Les milliards d’indemnités de chômage cesseront le jour de la fête du Travail

C’est la quantité d’argent en moins qui affluera dans l’économie chaque semaine après la fête du Travail, lorsque 7,5 millions de chômeurs perdront l’accès aux programmes fédéraux de chômage en cas de pandémie, selon une nouvelle estimation.

La fin de deux programmes – l’un qui prolonge la durée pendant laquelle les travailleurs peuvent percevoir le chômage, et l’autre qui permet aux travailleurs et entrepreneurs autrement non éligibles de percevoir le chômage – est imminente le 6 septembre. À cette date, 7,5 millions de personnes seront exclues des programmes, a estimé un chercheur de la Century Foundation, un groupe de réflexion progressiste, dans un rapport publié jeudi.

Cette coupure menacera non seulement le bien-être des personnes directement touchées, mais pourrait également ralentir la croissance économique, a déclaré Andrew Stettner, chercheur principal à la fondation, dans un rapport. Les allocations de chômage injectent actuellement plus de 6 milliards de dollars par semaine dans l’économie américaine, mais ce chiffre tombera à 1 milliard de dollars lorsque les programmes prendront fin, a estimé Stettner.
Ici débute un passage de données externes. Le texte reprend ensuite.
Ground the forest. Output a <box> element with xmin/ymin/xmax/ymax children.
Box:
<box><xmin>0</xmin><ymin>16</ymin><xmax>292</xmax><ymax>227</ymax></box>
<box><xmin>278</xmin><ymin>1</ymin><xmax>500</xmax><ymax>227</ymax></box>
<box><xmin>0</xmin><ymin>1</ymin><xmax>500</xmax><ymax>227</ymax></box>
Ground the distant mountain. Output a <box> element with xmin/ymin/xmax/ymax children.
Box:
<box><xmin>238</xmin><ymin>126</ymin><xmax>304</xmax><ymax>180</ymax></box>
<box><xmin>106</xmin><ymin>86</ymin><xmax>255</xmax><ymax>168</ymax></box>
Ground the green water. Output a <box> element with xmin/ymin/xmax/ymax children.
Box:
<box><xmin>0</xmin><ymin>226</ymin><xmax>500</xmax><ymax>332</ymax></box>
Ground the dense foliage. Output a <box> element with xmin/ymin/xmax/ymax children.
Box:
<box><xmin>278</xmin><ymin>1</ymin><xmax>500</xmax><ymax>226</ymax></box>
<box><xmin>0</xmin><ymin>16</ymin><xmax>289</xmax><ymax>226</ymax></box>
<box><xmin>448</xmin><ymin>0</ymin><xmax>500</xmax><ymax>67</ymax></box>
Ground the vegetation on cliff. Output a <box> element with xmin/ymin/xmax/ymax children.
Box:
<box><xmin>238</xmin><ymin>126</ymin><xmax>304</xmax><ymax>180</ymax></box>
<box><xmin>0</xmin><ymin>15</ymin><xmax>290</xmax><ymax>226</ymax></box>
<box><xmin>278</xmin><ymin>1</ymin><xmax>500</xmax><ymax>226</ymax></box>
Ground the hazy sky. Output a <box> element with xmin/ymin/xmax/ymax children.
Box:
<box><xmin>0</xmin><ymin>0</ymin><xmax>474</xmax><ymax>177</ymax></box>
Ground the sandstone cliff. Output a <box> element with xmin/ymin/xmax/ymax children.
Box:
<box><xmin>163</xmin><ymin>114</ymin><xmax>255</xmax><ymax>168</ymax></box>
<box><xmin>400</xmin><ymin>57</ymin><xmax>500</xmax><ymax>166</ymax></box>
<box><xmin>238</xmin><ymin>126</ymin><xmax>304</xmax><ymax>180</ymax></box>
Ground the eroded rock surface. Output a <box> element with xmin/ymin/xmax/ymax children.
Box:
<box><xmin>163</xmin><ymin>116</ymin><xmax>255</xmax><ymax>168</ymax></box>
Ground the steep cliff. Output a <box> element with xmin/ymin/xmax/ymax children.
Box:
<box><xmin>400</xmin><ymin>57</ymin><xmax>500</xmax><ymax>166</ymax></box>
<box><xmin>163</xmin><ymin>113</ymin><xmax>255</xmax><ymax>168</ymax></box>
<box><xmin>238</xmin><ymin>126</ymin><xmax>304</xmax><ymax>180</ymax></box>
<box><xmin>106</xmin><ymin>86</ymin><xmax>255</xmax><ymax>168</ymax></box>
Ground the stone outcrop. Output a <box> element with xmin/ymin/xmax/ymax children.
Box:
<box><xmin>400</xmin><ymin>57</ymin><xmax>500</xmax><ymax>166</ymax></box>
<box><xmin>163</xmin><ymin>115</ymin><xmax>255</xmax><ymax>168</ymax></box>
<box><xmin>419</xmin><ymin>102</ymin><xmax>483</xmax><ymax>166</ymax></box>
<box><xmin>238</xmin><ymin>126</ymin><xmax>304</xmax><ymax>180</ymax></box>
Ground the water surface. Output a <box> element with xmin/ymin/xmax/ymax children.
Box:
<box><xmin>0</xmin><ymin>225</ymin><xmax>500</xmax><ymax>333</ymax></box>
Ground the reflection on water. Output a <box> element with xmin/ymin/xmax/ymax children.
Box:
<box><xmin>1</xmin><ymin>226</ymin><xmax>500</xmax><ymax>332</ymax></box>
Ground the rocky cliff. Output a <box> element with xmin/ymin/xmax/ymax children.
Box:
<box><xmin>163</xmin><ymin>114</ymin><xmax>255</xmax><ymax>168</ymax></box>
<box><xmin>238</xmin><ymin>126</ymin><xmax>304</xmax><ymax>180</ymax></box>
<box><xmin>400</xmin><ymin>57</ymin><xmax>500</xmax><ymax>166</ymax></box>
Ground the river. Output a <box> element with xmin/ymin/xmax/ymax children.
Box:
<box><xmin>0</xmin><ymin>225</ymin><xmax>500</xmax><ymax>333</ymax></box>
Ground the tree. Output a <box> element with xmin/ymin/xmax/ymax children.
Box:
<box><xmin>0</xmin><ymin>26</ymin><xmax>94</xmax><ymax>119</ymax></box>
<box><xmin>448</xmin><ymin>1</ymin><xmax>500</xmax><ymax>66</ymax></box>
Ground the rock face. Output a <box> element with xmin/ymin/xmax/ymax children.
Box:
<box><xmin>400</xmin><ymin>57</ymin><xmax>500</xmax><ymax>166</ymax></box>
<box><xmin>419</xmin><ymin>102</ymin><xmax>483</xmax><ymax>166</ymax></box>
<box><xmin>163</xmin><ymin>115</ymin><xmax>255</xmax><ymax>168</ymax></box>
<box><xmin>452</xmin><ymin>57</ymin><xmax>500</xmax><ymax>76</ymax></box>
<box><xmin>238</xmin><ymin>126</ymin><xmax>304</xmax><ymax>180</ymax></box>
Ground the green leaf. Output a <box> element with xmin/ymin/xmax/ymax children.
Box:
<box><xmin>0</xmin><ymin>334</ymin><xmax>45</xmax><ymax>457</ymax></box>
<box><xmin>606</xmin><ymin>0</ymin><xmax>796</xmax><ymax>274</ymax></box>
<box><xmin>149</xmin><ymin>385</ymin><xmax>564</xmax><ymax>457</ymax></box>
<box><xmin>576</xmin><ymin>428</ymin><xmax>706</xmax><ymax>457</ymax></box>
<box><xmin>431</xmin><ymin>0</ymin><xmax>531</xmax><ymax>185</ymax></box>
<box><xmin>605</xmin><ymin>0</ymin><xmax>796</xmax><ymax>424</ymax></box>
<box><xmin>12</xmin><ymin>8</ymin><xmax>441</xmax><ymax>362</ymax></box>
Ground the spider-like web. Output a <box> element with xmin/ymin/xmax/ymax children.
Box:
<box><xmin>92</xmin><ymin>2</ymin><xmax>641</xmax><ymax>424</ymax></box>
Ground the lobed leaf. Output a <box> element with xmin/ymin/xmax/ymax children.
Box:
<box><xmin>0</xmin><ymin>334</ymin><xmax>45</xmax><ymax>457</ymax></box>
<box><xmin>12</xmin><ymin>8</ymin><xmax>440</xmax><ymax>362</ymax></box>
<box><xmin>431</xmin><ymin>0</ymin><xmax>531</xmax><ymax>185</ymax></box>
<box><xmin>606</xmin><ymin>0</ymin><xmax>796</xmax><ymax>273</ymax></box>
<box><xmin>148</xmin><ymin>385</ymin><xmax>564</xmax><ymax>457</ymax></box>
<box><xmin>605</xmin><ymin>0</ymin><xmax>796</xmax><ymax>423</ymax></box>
En plus de ceux qui perdent entièrement leurs allocations de chômage, environ 3 millions de personnes supplémentaires cesseront de recevoir un supplément fédéral hebdomadaire de 300 dollars à leurs allocations de chômage de l’État, qui ne représentent en moyenne que 334 dollars par semaine à l’échelle nationale. Le seuil est susceptible de toucher le plus durement les personnes de couleur, les travailleurs noirs connaissant toujours un taux de chômage de 9,2 % et les Hispaniques un taux de chômage de 7,4 %, contre un taux de chômage blanc de 5,2 %, selon les derniers chiffres du Bureau of Labor Statistics.

La question de savoir si la suppression de ces prestations encouragera les gens à retourner au travail et atténuera la pénurie de main-d’œuvre est un sujet de débat parmi les économistes, qui étudient ce qui s’est passé dans les 26 États qui ont annoncé leur intention de se retirer de tout ou partie des programmes en juin et juillet. (Certains d’entre eux en ont été empêchés par des contestations judiciaires). 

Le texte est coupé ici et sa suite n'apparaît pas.